Fifteen minutes later Michael walked up to the door. He rang the doorbell. The one thing he dreaded was that Jessica would answer the door and he would have to tell her he needed to talk to her father and she would guess that something was wrong.

But the bishop opened the door, shook his hand, and led him downstairs to an office. Michael could hear family noises from upstairs. They were singing Christmas carols. He could hear Jessica’s voice. She had a beautiful singing voice. He had sung with her in a quartet once for church. He wondered if she would ever talk to him again.

“Three weeks ago I stole five dollars from a purse at church,” he blurted out.

Michael was surprised at the bishop’s reaction. He didn’t say, “How could you do that?” He didn’t order him out of his house. He didn’t call the police and have him thrown in jail. He didn’t tell him he was the worst person in the world. He didn’t tell him never to talk to his daughter Jessica again.

What he did was loan Michael five dollars. And then the two of them drove to the home of the woman who reported that someone had gone through her purse and taken five dollars. She was a widow and the money in her purse was her tithing.

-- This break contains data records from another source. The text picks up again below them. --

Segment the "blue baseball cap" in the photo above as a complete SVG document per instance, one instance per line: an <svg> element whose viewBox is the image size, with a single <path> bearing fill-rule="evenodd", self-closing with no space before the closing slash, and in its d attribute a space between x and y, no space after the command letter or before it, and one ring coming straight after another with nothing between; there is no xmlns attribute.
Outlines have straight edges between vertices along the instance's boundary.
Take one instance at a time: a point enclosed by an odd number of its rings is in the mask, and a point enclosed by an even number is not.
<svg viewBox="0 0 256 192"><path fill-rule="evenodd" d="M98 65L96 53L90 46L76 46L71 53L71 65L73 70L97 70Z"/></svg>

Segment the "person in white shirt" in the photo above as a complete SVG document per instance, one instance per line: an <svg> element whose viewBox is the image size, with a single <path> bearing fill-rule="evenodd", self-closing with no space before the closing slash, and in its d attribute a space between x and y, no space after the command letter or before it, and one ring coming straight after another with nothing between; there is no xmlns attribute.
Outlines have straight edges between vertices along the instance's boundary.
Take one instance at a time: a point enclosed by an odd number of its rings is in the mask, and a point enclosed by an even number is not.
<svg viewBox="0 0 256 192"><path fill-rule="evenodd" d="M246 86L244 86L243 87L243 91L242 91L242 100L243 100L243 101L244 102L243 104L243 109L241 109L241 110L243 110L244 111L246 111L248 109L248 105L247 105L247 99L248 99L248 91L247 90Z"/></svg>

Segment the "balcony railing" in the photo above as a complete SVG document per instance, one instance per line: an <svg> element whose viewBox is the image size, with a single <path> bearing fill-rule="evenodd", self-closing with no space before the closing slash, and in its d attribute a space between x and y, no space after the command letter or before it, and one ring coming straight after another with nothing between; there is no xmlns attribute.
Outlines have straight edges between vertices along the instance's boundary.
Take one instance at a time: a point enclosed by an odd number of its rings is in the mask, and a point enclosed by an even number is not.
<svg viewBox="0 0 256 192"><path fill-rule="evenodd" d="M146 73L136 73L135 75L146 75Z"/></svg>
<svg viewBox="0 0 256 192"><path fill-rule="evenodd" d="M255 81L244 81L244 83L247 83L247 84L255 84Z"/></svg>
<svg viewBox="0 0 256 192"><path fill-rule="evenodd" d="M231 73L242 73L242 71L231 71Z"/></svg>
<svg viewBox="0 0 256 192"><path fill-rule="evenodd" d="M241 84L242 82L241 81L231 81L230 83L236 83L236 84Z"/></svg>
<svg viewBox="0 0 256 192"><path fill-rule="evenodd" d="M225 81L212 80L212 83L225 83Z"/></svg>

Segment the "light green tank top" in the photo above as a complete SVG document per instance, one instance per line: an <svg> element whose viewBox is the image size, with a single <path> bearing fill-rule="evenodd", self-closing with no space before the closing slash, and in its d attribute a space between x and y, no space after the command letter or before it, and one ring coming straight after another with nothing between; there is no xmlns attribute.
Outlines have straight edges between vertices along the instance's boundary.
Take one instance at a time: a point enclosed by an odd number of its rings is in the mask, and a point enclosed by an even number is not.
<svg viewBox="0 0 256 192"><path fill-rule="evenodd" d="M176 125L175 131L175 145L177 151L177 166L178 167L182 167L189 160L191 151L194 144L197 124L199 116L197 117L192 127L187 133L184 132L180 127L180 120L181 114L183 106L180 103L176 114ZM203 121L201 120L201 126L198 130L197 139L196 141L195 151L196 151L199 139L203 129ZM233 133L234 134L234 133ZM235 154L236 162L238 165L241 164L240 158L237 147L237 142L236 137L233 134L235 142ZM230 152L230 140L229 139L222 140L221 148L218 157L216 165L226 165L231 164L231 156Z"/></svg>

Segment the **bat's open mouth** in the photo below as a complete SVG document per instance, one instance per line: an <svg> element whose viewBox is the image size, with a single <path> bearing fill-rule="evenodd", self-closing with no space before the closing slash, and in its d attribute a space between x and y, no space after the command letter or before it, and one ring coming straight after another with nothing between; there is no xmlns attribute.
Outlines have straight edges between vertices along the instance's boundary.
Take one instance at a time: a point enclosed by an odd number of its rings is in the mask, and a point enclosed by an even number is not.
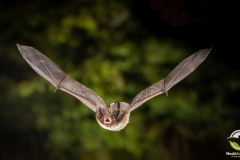
<svg viewBox="0 0 240 160"><path fill-rule="evenodd" d="M105 124L110 124L112 122L111 118L104 118L104 123Z"/></svg>

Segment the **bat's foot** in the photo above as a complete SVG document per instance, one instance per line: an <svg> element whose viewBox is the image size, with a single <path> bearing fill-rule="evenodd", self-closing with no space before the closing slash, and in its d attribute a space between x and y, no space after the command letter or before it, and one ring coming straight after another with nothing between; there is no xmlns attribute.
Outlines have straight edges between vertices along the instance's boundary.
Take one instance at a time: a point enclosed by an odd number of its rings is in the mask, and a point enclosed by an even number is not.
<svg viewBox="0 0 240 160"><path fill-rule="evenodd" d="M59 85L56 86L56 88L55 88L55 92L56 92L58 89L59 89Z"/></svg>
<svg viewBox="0 0 240 160"><path fill-rule="evenodd" d="M168 97L168 93L167 93L167 91L165 91L165 93L166 93L166 95L167 95L167 97Z"/></svg>

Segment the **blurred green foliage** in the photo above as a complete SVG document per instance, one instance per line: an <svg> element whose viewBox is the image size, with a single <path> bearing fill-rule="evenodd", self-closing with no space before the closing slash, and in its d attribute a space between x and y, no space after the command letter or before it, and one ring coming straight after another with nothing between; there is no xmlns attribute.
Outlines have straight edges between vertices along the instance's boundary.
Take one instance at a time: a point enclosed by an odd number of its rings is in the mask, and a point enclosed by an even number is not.
<svg viewBox="0 0 240 160"><path fill-rule="evenodd" d="M238 91L240 82L234 78L237 70L226 73L231 81L219 79L227 66L211 54L169 97L147 101L131 113L124 130L112 132L101 128L94 113L75 97L54 93L16 48L16 43L33 46L107 105L130 103L201 49L149 32L134 16L132 3L0 4L1 159L221 158L229 130L239 121L224 93ZM211 154L214 150L218 152Z"/></svg>

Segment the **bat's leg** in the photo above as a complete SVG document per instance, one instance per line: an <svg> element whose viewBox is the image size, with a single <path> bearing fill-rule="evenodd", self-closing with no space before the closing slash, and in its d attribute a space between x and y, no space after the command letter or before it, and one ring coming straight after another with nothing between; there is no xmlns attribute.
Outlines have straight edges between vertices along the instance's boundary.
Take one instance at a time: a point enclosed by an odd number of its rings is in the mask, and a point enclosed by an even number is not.
<svg viewBox="0 0 240 160"><path fill-rule="evenodd" d="M165 91L165 93L166 93L166 95L167 95L167 97L168 97L168 93L167 93L167 91Z"/></svg>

When she opened the door, she smiled and invited them in.

“Are you my new home teachers?” she asked.

“No, not exactly.”

“Would you like some Christmas cookies? My grandchildren sent them.”

“Not right now,” the bishop said. “Michael has something he needs to tell you.”

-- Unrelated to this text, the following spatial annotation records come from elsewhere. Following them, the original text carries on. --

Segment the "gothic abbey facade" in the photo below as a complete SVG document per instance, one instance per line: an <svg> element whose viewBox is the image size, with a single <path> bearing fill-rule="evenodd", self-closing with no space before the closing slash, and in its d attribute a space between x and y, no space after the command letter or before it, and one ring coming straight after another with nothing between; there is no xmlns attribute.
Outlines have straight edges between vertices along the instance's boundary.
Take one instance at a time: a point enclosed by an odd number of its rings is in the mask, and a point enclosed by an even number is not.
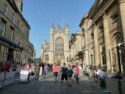
<svg viewBox="0 0 125 94"><path fill-rule="evenodd" d="M67 63L69 56L69 35L70 29L68 24L65 28L59 25L55 29L54 25L50 28L50 42L44 41L41 48L41 60L44 63Z"/></svg>

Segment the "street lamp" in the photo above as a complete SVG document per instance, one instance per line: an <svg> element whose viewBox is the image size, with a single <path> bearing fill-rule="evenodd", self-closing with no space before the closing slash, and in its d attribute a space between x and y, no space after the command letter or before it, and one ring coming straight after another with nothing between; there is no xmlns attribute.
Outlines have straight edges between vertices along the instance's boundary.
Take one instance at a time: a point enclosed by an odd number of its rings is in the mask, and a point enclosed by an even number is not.
<svg viewBox="0 0 125 94"><path fill-rule="evenodd" d="M93 66L93 54L91 54L91 65Z"/></svg>
<svg viewBox="0 0 125 94"><path fill-rule="evenodd" d="M119 68L119 72L121 74L121 55L122 55L122 50L124 50L123 45L119 44L117 46L117 54L118 54L118 68Z"/></svg>

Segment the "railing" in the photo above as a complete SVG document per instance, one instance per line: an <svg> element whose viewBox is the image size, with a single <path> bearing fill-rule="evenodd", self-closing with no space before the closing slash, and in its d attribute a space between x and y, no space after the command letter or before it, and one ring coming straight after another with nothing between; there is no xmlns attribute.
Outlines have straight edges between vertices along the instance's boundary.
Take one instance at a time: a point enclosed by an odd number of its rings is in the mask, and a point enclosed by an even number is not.
<svg viewBox="0 0 125 94"><path fill-rule="evenodd" d="M0 88L13 83L15 80L15 72L2 72L0 73Z"/></svg>

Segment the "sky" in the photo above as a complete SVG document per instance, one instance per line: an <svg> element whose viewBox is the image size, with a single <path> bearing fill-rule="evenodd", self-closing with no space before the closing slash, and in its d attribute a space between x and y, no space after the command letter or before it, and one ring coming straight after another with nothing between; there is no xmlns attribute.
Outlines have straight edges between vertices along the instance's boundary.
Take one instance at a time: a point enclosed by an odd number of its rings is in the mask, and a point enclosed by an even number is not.
<svg viewBox="0 0 125 94"><path fill-rule="evenodd" d="M70 35L80 31L80 21L88 13L95 0L23 0L23 16L31 30L29 40L40 57L44 40L49 42L50 27L68 23Z"/></svg>

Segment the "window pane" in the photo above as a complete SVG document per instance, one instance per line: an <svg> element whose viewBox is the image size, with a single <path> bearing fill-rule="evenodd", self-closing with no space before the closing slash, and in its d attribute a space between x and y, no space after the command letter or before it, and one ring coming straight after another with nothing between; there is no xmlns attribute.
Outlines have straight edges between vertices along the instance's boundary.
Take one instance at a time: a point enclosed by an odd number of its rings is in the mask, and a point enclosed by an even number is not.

“I’m the one who took five dollars from your purse,” Michael said quickly.

“Oh, Michael, not you! I never would have thought you would do something like that.”

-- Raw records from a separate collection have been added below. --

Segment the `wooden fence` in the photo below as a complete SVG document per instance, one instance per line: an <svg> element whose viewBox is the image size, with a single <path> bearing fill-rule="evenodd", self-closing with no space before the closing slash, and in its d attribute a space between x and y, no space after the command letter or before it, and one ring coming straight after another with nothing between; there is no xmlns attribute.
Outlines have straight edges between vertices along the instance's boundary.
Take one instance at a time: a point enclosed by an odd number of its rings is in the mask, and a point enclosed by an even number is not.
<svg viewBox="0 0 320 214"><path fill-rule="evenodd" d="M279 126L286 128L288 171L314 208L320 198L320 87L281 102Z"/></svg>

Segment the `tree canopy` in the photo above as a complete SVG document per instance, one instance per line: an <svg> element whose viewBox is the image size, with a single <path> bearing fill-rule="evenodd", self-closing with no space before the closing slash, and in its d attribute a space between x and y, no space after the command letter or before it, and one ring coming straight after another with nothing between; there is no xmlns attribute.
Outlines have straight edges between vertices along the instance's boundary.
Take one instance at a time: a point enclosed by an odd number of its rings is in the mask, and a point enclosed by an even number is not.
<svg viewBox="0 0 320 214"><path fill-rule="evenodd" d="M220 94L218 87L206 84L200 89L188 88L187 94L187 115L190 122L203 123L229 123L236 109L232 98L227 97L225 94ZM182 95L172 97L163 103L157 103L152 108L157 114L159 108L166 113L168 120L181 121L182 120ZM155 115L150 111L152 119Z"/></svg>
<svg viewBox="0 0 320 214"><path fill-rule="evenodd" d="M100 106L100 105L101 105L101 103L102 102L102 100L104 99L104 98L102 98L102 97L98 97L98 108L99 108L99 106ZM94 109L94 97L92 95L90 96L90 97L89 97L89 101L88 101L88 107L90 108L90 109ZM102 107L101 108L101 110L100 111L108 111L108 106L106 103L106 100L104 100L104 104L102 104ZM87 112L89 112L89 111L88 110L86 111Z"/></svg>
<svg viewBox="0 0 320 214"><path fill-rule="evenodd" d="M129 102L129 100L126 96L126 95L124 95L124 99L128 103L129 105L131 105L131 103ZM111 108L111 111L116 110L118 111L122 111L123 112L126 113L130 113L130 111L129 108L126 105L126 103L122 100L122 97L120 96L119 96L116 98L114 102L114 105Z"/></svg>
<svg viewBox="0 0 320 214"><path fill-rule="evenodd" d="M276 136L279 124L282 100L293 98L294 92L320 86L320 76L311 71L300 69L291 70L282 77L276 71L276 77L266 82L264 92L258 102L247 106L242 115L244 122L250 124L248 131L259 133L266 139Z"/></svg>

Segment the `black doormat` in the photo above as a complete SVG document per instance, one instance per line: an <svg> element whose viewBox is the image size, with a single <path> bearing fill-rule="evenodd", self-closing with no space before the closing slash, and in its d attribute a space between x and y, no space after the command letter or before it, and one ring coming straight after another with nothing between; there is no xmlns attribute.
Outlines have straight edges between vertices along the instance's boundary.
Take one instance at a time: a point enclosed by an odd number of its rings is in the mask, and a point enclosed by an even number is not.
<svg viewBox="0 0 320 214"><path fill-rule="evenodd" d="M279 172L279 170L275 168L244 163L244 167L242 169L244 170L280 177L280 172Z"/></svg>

“I’m really sorry.” He handed her the five-dollar bill the bishop had loaned him. “I came to give you five dollars.”

“Do you need the money, because if you do …”

“No, I don’t need it. I don’t know why I took it.”

“It takes a big man to admit when he’s done wrong.”

“That’s right,” the bishop said. “But it’s only part of repenting. You need to make sure you’ve done all you can and that you’re right with the Lord.”

It was silent for a moment. “Would you like a Christmas cookie now?” the widow asked.

Michael turned away so she wouldn’t see his eyes.

There could be no leaving until they had a Christmas cookie. To Michael the cookie tasted like sawdust. Finally, mercifully, the bishop said all the right things to get them out of there.

The bishop gave him a ride home. “You owe me five dollars,” he said as they pulled into Michael’s driveway.

“I’ll pay you back as soon as I can.”

“What did you use the money for?” the bishop asked.

“Video games.”

“Maybe you shouldn’t play video games until you get this taken care of.”

“All right.”

“You and I will need to have a long talk next week about the process of repentance,” the bishop said. “Is that all right with you?”

“Yes.”

“Good. But relax, you’ve done the most difficult part today. I’m glad you had the courage to admit you’d done wrong. That’s never easy.” The bishop leaned over and shook his hand. “Merry Christmas, Michael.”

Instead of playing video games or watching TV, Michael spent the rest of Christmas Eve finishing the carving of baby Jesus. He finished at eleven o’clock that night. Everyone else in the family had gone to bed. All the lights were off except a reading light near the piano. Michael gently set the carved figure in the manger and placed a tiny blanket over it. It wasn’t as good as the one his grandfather had made, but to Michael it meant much more.

Two months later they found the original baby Jesus in another box in the basement. But even so, from then on, they always put out the one Michael had carved the year he discovered the true meaning of Christmas.